At a time when construction jobs continue to grow in the Bowling Green area, a new student chapter of the Associated Builders and Contractors organization could lead to more opportunities for students studying engineering and construction management and to a better pipeline for employees at local construction companies.
“It’s tough to find people (in construction) right now,” said Mike Murphy, CEO of The Murphy Construction Group and a longtime ABC member. “We intend to capitalize on this (WKU student chapter). It will be good for us and for the students.”
Murphy said this month’s creation of the WKU student chapter was driven by the students.
“These students reached out to us,” Murphy said. “They wanted to compete in a national construction management student competition. They found out that the national ABC had such a thing, so they contacted the local ABC chapter.
“I’m impressed that they took the initiative. It’s really embarrassing that we as contractors hadn’t already initiated it.”
Cameron Blevins, a WKU senior studying construction management, is serving as the newly formed ABC student chapter’s president. He said WKU had an Associated General Contractors Club, but he and other students saw a need to form an ABC chapter.
“In order to be in the ABC’s construction management competition, we had to start an ABC chapter,” said Blevins, a Columbia, Tenn., native.
Blevins said a team of four students from WKU’s new ABC chapter has already entered the competition that will be judged by contractors.
“We’re currently involved in the ABC Construction Management Competition,” Blevins said. “You’re basically a general contractor trying to win a bid. We’re doing estimates and scheduling for an 18-story building.”
Although it was only formed recently, the WKU chapter of ABC already has 23 members, Blevins said. He expects it to grow.
“The construction management major is fairly new,” he said. “But I’ve seen it grow exponentially since I’ve been in the program. Word is getting out.”
Blevins expects the ABC chapter to eventually be opened up to students studying the construction-related fields of architecture and engineering.

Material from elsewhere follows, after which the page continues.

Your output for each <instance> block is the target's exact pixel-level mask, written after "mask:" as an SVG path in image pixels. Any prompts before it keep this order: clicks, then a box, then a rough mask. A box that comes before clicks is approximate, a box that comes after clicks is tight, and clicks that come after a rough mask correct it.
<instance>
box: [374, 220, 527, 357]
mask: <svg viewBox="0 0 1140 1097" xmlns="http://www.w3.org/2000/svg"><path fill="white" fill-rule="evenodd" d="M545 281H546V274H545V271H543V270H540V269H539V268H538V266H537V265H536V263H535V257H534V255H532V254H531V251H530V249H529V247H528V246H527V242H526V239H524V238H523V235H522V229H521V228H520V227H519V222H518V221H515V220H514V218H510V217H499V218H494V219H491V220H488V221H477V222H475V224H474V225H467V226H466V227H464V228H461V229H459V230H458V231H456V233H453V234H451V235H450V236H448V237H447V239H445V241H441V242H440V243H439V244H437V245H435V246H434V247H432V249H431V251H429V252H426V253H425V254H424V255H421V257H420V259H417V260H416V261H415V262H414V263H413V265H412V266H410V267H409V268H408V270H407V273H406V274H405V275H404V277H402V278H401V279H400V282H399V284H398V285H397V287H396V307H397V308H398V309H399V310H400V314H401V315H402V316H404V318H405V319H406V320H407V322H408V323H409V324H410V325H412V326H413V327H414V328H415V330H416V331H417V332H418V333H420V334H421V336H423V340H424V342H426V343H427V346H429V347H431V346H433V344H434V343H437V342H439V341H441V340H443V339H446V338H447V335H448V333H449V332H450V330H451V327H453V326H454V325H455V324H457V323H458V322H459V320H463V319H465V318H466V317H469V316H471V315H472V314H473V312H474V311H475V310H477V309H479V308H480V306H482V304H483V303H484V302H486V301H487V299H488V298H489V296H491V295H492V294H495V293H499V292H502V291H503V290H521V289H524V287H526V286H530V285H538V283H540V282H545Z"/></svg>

With commercial and residential construction activity in the Bowling Green area hovering near record levels even during the coronavirus pandemic, Blevins believes membership in the ABC chapter could be beneficial.
“It (the ABC chapter) is a great way for us to network and have contractors speak about what the career opportunities are,” said Blevins, who already has a job lined up with a Nashville-area construction company. “There’s a need for young students to start getting into that field.”
Murphy agrees. He said his company already has 27 WKU graduates on staff, but he believes that number can grow with the help of a strong ABC chapter.
“Local contractors and engineering firms do a lot of internships with WKU students,” said Murphy, a WKU graduate in civil engineering. “That will continue, and this (ABC chapter) will improve that.”
Murphy said so-called “baby boomers” like himself are nearing retirement age and will soon need to be replaced by young adults interested in the construction field.
“We need young people to take responsibility and move into these positions,” he said.